A few weeks back, one of my classes at Simpson, #MobileSocial visited the Des Moines Register for a tour and information about some of their policies and how the newsroom works. Here’s what I took away.
From our visit at the Des Moines Register, I learned a lot of new things relating to the way the newsroom works and how the Register gets their news out to the readers. I found it insightful the way they did the morning “briefing” and wrote out the schedule for each paper on the wall. This makes every story important and publicly known when each deadline is and who is writing the story.
The Register makes most of their money off of ad revenue, like most newspapers. They do make a small portion from subscriptions (both paper and digital), but it’s a vast minority of their revenue. On the tour, seeing the different areas that each “department” or section operates was interesting. It seemed like the news writers were separated from the ads/marketing and management team, but the administration, like the president, were near the newsroom. I just thought it was odd that there was so much empty space in each area, but they all still spread out throughout the office.
As Brian Smith said, the Register doesn’t have a social media mandate for its reporters or editors, but they strongly encourage its use. Obviously, social media is where most people see and get their news from, so having an active profile that shares accurate content is a good thing for reporters and editors to have.
In their social media policy, the Register outlines five areas in which they strive to achieve. All of them are in line with the SPJ Code of Ethics (seek/report the truth, integrity, independence, serving the public interest etc…), and all of them are appropriate for any news organization to follow.
Because of my passion for sports, that is what I chose as me beat/niche for this class. Although, I’ve been following a good deal of sports reporters on twitter for a while, including the Regsiters’ Aaron Young, I started following a few others that write for the Register and the CR Gazette because of our visit.
I have had any direct interaction with Young or Chad Leistikow or Mark Emmert, but I’ve been following them and noticed one major thing about all three—consistency. Each of the three are consistently tweeting (in depth coverage of Iowa sports or sports in general), active on professional Facebook profiles or pages and covers more than just sports.

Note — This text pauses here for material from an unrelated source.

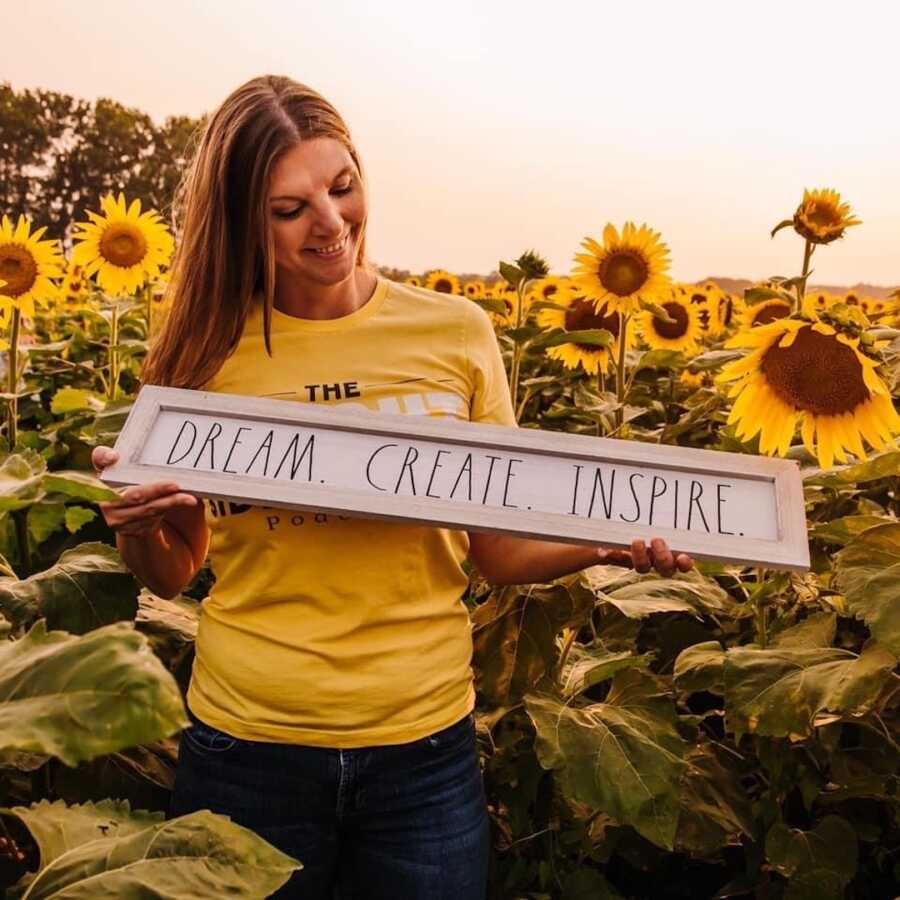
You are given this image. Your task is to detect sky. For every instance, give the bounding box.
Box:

Aaron Young, though he is a sports reporter for the Register, covers many other things. Without the ability to cover news, politics, sports and entertainment etc… journalists are at the mercy of their knowledge. To have a strong following of Twitter, journalists can be an “expert” at one thing, but must be able to do many types of writing.
For sports, the best platform is definitely twitter. With ESPN, SportsCenter and many more profiles getting thousands of RT’s and interactions about breaking news or trade rumors etc., the quickness of Twitter is the best option for sports information.
On the front page of the Register on 1/31 was a story about Trump and his SOTU antics. By the time I looked online, that story was near the bottom of the first page and was difficult to find. Online, the Register is making the most “breaking” and popular news stories visible, because they will get the most traction and engagement from their subscribers.